Les lettres de Rkive (2/2)
"Ne t'éloigne pas trop du bord, mon grand !"
Dans son rêve, Jimin est heureux. Le sable est chaud et doux sous ses orteils. Ça chatouille aussi. Les petits grains scintillent au soleil comme mille pierres précieuses. La plage est son coffre au trésor.
Dans son rêve, Jimin pleure. Ses parents divorcent. Sa maman divorce de lui. Il ne la verra plus.
"Appa est là, mon bonhomme. On fait une jolie petite famille, non?"
Jimin pleure et une voix chaude et tendre lui souffle à l'oreille.
"La lumière et la joie sont enfouies en chacun de nous. Si tu le veux bien, donne-moi la main. Je t'aiderai à les trouver."
Lorsque son réveil sonne, Jimin pleure encore. À gros sanglots. Il voudrait des bras qui le serrent fort et le contiennent, pour ne pas s'envoler, pour ne pas disparaître.
Jimin oublie les rituels du matin. Il va travailler pour revenir avec une nouvelle lettre. Ce mercredi soir, il passe près de Jin et Jungkook qui se chamaillent sur le canapé. Il les voit à peine. Il ne traîne pas sous la douche et oublie de dîner.
Jungkook a fait la "grande lessive". Il a changé ses draps. C'était un accord du début de leur cohabitation.

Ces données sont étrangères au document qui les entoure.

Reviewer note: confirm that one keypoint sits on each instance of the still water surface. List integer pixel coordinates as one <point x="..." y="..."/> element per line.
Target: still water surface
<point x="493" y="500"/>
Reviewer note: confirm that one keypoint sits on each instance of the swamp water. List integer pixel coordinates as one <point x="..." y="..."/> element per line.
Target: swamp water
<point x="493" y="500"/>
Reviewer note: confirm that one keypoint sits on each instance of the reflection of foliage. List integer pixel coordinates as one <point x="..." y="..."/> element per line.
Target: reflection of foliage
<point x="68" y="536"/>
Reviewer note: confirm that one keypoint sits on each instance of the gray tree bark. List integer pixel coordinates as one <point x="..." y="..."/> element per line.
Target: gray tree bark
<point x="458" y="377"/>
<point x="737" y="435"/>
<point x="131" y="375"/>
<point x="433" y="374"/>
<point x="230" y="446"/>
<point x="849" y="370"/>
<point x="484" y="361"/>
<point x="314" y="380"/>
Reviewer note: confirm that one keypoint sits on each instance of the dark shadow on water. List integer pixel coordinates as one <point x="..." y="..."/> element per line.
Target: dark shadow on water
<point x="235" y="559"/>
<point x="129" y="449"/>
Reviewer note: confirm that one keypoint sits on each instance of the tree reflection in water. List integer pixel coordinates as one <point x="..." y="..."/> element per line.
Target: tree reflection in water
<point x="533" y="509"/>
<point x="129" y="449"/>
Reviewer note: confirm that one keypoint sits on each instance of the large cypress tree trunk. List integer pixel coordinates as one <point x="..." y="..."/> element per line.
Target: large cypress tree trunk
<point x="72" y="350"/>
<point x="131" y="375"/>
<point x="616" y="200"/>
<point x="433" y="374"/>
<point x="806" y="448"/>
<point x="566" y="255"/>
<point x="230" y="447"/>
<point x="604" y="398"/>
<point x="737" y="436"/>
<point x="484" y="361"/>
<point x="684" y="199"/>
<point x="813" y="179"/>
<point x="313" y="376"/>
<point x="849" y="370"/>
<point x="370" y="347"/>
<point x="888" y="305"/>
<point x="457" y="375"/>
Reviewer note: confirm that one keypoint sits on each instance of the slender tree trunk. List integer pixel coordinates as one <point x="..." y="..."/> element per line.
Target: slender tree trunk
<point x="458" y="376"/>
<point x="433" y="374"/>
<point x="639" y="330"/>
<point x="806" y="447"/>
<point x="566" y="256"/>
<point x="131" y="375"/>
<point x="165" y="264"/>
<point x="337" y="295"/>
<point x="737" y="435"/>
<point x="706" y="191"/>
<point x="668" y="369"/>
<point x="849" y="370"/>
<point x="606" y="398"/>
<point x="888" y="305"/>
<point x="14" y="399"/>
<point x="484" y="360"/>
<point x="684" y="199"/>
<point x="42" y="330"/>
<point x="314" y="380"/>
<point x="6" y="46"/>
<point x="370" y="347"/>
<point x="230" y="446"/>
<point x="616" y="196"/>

Une fois dans la semaine, Jungkook passe draps, serviettes et même tapis à la machine. Jimin ne l'a jamais vu comme une intrusion. Jungkook le fait toujours discrètement et très respectueusement. Jimin laisse alors les draps propres et frais l'engloutir. Sous un de ses oreillers, il trouve une peluche à l'apparence d'un chat calico. Un petit papier est roulé sous son collier de soie rouge.
"Mimi-ssi, je suis nul avec les mots. Alors, ça, c'est pour toi. Et dis-moi, si tu as besoin de quelque chose. Tu es tout bizarre ces derniers jours.
Ton petit mulot"
Jimin trouve aussi qu'il pleure trop ces derniers temps. Il tire les petites oreilles et frotte ses pouces sur le velours rose et doux. Les bras de Jungkook sont sûrement occupés. Jimin soupire et pose le chaton bien assis sur son oreiller, près de lui.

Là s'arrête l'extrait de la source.